Le 22 février dernier, une petite foule colorée se retrouve à l’arrêt du tramway sur les hauteurs de Nice. Au programme, une marche, une mémoire, et beaucoup d’émotion ; car, les scouts et guides ont inauguré un lieu de nature désormais dédié à Olave et Robert Baden-Powell, figures emblématiques du scoutisme et du guidisme.
Il est 9 heures, les foulards se reconnaissent avant les visages. On se salue, on ajuste un sac. Ils sont près de 80, venus d’horizons scouts différents, mais déjà réunis par quelque chose d’invisible. La marche commence doucement, puis le sentier s’élève. Les conversations aussi.
Pendant une heure, les groupes se mélangent. « C’est exactement ce qu’on cherche », glisse Philippe Colomb, délégué de la Fédération du Scoutisme Français sur les Alpes Maritimes (06), présent parmi eux. « Que les jeunes se rencontrent, apprennent à se connaître, simplement. »
Un parc naturel, une aire symbolique

Le lieu apparaît. L’Aire Saint-Michel est un espace ouvert, calme, chargé d’histoire. Ici, des scouts marchent depuis presque un siècle ! Et ici, en avril 1934, Robert Baden-Powell lui-même était venu partager un banquet avec des jeunes. « Vous voyez, la date et le lieu n’ont pas été choisis au hasard », rappelle Philippe dans son discours.

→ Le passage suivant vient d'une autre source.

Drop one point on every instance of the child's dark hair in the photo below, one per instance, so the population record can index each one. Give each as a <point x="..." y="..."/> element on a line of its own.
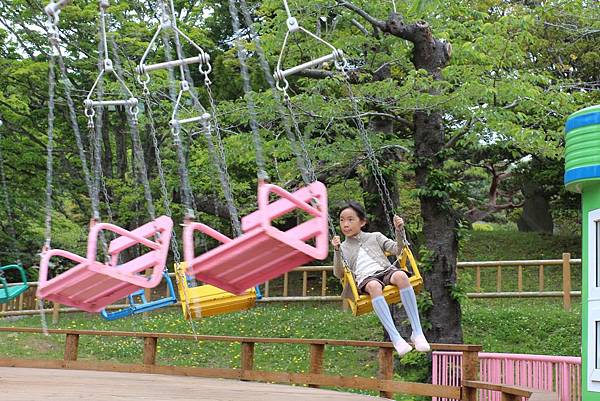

La cérémonie est simple, mais solennelle. En présence d’une adjointe au maire de Nice et de Romain Fernandez, Président du Scoutisme Français, une plaque est dévoilée : Olave et Robert Baden-Powell, fondateurs du scoutisme et du guidisme. Parmi l’assistance, il y a comme un fil invisible entre les générations.
Philippe parle d’histoire, de transmission, de Nice « berceau du scoutisme catholique ». Il raconte aussi ce projet relancé en 2023, l’arbre planté avec les jeunes, les années de préparation. On sent dans sa voix quelque chose de personnel, presque intime.
Une rando, un casse-croûte qui rassemblent

Puis vient le moment du repas. Un grand cercle se forme. Les sacs s’ouvrent, les boîtes circulent, les rires reviennent. Chaque groupe partage son rituel : un bénédicité, une prière, quelques mots. Qu’ils ou qu’elles soient éclaireuses de la nature, unionistes, israélites, scouts et guides de Monaco ou d’Arménie, personne ne cherche à convaincre, seulement à expliquer. La différence ne sépare pas, elle relie, elle est richesse. « La méthode scoute forme des citoyens utiles, heureux et artisans de paix », rappelle Philippe.
Avant de repartir, chacun reçoit un badge. Petit objet, grand souvenir. Et Philippe conclut avec les mots de Baden-Powell : « La meilleure manière d’atteindre le bonheur est de le donner aux autres ».
En redescendant vers la ville, les conversations reprennent. Mais quelque chose a changé : une mémoire s’est ravivée, un héritage s’est transmis, presque sans bruit. Et sur les hauteurs de Nice, l’esprit scout continue de marcher.